I have a multi-master replication setup using Postgres and Bucardo. On top of it, I have a Django application.

The setup does not fully works since I keep getting primary-key collisions. Since the replication is configured to clone the whole database, and thus I’m somewhat confident that Postgres’ sequence ids are being updated, I wonder if it is not Django that keeps somewhere in memory the last sequential id number. If so, does anyone have any hint on what could be done to fix this issue?

Thanks in advance

Does your setup work with the SERIAL postgres data type? That’s what django uses under the hood for the default auto-incrementing primary keys.

Yes. I’m using serial id as primary key.

I’m aware that this kind of issue could possible arise.

It was recommended to me, by the Bucardo/Postgres folks to change this to possible to a non-sequential alternative. But, before that, I’m just surveying the Django landscape to see and understand the process in witch Django controls the issuing of ids to make sure that some work around could not be implemented without changing the database schema.
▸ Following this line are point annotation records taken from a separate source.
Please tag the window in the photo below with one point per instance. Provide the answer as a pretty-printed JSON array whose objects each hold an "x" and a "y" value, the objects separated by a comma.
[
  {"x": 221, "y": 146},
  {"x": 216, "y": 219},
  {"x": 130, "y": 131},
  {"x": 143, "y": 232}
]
For instance, maybe to check if the id is available, if not, skipping ahead. I’m sure that are time penalties involved, but, as said, I’m surveying the possibilities, maybe doing some tests.

Any suggestion would be appreciated…

This really isn’t a Django issue - Django does not assign PKs, and does not control them at all - it’s left entirely up to PostgreSQL.
You’ve got a couple of different options -
1 - Use UUIDs instead of serial integers (I’m not a fan of this, but that’s a discussion for another time)

2 - Set the starting value for the sequences in each database instance to some sufficiently large value to allow for space for each. (For example, if you can make the effective decision that you will never have more than 1,000,000 entries in a particular table, you can set the starting values for each instance at 1, 1,000,001, 2,000,001, 3,000,001 … for each instance in your cluster.

3 - Set the auto increment value for each instance to interleave the assigned keys. For example, if you know that you’re never going to have more than 5 masters, to be safe, you could assign an autoincrement value for the sequence to 10, and start each instance at 1, 2, 3, 4, and 5. (And if you end up adding 5 more masters, you have space for them.)

4 - (Slowest by far, but the only way to ensure strictly sequential PK values) Implement an n-phase commit where you lock the table on all the instances to ensure you have exclusive access to that sequence across all masters. (Note: I am not seriously recommending this, I’ve just included it because it is an option - no matter how “bad” an option it may be. If you have a requirement for strictly sequential PK values, I would submit that you’ve got other database design issues needing to be addressed.)